One definite conclusion was that the boy’s body showed two types of injury. The first type was wounds which could not have caused death and which had, with reasonable certainty, been inflicted some considerable time before death. These wounds included lacerations on the back, buttocks, and thighs. The exact number could not be decided. Well over twenty. There were also cuts on the breast and groin. A number of burns on the upper arms and shoulders. Not less than ten. Marks on the ankles and wrists.
“What were these wounds inflicted with?”
“There must have been different instruments. The lacerations on the back and buttocks could have been caused by a stick. If so, it must have been used with severe force.”
“And the others?”
“The cuts would have needed a sharp instrument. A knife could have been used. Or scissors.”
“The burns?”
“I cannot be certain. They are quite small in area. Perhaps a lighted cigarette end, but that is only a speculation.”

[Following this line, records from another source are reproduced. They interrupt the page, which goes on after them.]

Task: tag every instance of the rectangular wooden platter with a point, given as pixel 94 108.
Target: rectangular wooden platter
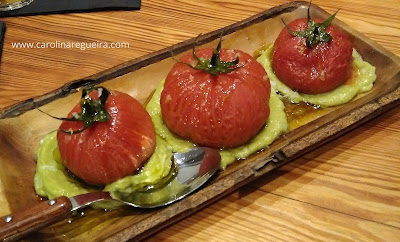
pixel 22 127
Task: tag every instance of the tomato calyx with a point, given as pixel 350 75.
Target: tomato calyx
pixel 316 32
pixel 215 65
pixel 92 110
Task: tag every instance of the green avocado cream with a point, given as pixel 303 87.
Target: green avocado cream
pixel 274 127
pixel 362 81
pixel 53 180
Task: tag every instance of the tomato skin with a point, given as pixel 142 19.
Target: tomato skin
pixel 312 70
pixel 107 151
pixel 220 111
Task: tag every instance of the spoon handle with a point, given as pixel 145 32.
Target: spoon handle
pixel 45 213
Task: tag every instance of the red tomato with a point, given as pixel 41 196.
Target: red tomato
pixel 107 151
pixel 312 70
pixel 223 110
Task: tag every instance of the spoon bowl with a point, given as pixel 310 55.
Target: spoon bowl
pixel 193 169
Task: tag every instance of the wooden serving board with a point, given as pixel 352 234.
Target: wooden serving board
pixel 22 127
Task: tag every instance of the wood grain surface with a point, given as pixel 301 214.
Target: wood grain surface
pixel 348 190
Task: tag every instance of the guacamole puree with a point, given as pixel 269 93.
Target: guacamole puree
pixel 362 81
pixel 274 127
pixel 53 180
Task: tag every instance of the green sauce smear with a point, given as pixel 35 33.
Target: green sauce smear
pixel 364 79
pixel 53 180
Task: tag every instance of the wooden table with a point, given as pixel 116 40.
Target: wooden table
pixel 347 190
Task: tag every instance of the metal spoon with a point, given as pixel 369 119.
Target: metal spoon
pixel 194 168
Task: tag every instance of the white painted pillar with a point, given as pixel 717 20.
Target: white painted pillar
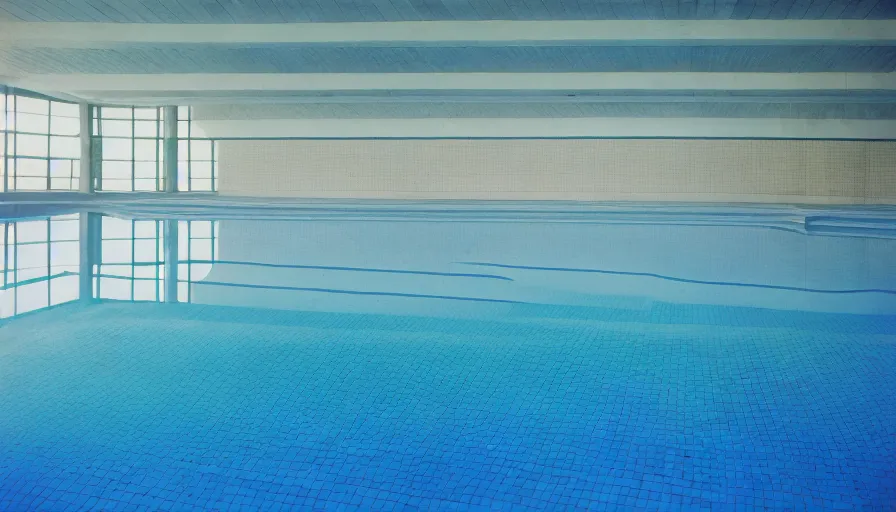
pixel 89 243
pixel 87 181
pixel 171 256
pixel 170 149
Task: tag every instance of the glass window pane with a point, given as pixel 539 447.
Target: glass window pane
pixel 64 125
pixel 63 184
pixel 144 250
pixel 145 185
pixel 200 150
pixel 147 271
pixel 32 296
pixel 113 128
pixel 62 168
pixel 115 289
pixel 146 113
pixel 116 113
pixel 110 185
pixel 200 250
pixel 31 145
pixel 61 108
pixel 65 229
pixel 116 228
pixel 33 256
pixel 117 269
pixel 146 170
pixel 117 171
pixel 31 231
pixel 64 254
pixel 145 290
pixel 31 184
pixel 116 251
pixel 145 150
pixel 116 149
pixel 147 129
pixel 146 229
pixel 65 147
pixel 64 289
pixel 32 105
pixel 33 123
pixel 201 170
pixel 31 167
pixel 203 185
pixel 200 229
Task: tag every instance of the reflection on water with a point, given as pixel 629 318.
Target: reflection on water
pixel 419 267
pixel 555 362
pixel 40 263
pixel 42 259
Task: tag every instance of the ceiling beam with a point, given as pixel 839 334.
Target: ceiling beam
pixel 121 87
pixel 550 128
pixel 634 32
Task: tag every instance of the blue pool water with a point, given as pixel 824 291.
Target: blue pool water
pixel 445 357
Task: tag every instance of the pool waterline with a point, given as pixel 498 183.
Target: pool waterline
pixel 374 359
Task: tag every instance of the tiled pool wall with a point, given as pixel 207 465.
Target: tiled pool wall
pixel 572 263
pixel 769 171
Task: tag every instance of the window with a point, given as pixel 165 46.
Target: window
pixel 40 260
pixel 39 145
pixel 132 142
pixel 196 154
pixel 132 258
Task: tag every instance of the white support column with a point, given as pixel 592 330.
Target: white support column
pixel 170 149
pixel 171 259
pixel 89 248
pixel 86 183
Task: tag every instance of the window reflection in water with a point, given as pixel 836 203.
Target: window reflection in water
pixel 41 260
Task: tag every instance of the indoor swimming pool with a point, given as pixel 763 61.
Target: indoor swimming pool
pixel 201 354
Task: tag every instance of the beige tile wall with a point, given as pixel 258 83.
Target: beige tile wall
pixel 585 169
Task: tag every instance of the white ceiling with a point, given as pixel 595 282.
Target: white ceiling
pixel 797 77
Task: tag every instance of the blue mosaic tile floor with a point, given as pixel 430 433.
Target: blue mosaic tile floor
pixel 179 407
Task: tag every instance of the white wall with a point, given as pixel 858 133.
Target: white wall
pixel 571 169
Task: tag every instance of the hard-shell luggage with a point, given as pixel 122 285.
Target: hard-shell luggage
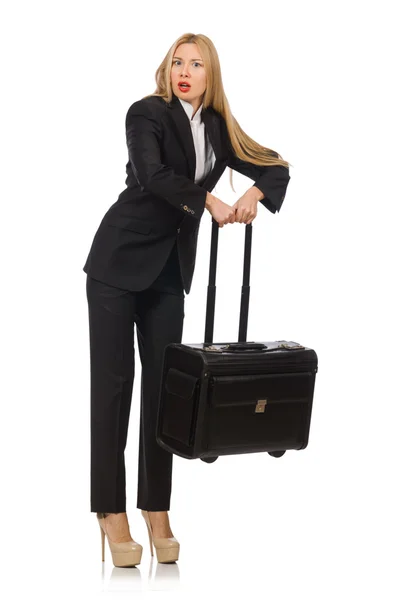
pixel 239 397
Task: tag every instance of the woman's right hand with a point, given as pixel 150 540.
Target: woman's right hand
pixel 220 211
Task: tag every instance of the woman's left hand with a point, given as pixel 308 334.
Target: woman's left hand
pixel 246 208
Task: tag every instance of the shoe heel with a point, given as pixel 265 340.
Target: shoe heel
pixel 124 554
pixel 167 549
pixel 150 539
pixel 103 544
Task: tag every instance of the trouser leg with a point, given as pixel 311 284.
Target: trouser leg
pixel 111 330
pixel 159 321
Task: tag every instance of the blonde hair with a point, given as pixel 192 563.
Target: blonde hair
pixel 243 145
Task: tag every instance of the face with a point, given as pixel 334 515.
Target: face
pixel 188 67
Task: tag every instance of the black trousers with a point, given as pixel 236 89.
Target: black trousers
pixel 158 314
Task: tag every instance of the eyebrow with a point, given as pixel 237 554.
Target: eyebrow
pixel 178 57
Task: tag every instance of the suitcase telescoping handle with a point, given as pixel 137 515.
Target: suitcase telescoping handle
pixel 245 293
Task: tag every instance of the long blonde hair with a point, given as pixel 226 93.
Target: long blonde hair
pixel 243 145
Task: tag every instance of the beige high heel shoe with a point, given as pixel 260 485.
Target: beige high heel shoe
pixel 167 549
pixel 124 554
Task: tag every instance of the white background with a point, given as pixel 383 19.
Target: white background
pixel 315 82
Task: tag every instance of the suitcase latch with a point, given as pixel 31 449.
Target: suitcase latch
pixel 260 406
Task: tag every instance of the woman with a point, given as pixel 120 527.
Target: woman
pixel 180 140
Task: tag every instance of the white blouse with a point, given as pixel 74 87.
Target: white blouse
pixel 205 157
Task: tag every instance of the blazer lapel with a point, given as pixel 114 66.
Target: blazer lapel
pixel 184 133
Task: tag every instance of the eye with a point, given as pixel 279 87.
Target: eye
pixel 178 61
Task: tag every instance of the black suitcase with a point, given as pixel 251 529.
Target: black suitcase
pixel 235 398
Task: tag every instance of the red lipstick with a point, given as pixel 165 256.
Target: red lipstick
pixel 184 88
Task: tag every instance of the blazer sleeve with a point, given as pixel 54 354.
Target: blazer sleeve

The marks on the ankles and wrists were minor. They were consistent with the child’s arms and legs having been tied, but that also was a speculation.
“None of these injuries had any connection with the victim’s death?”
“None at all.”
McQuillin added to his answer: they would have caused extreme pain, but a healthy child, or a healthy adult for that matter, would have recovered physically in a comparatively short time.
“How do you reach your conclusion that they were incurred a considerable period before death?”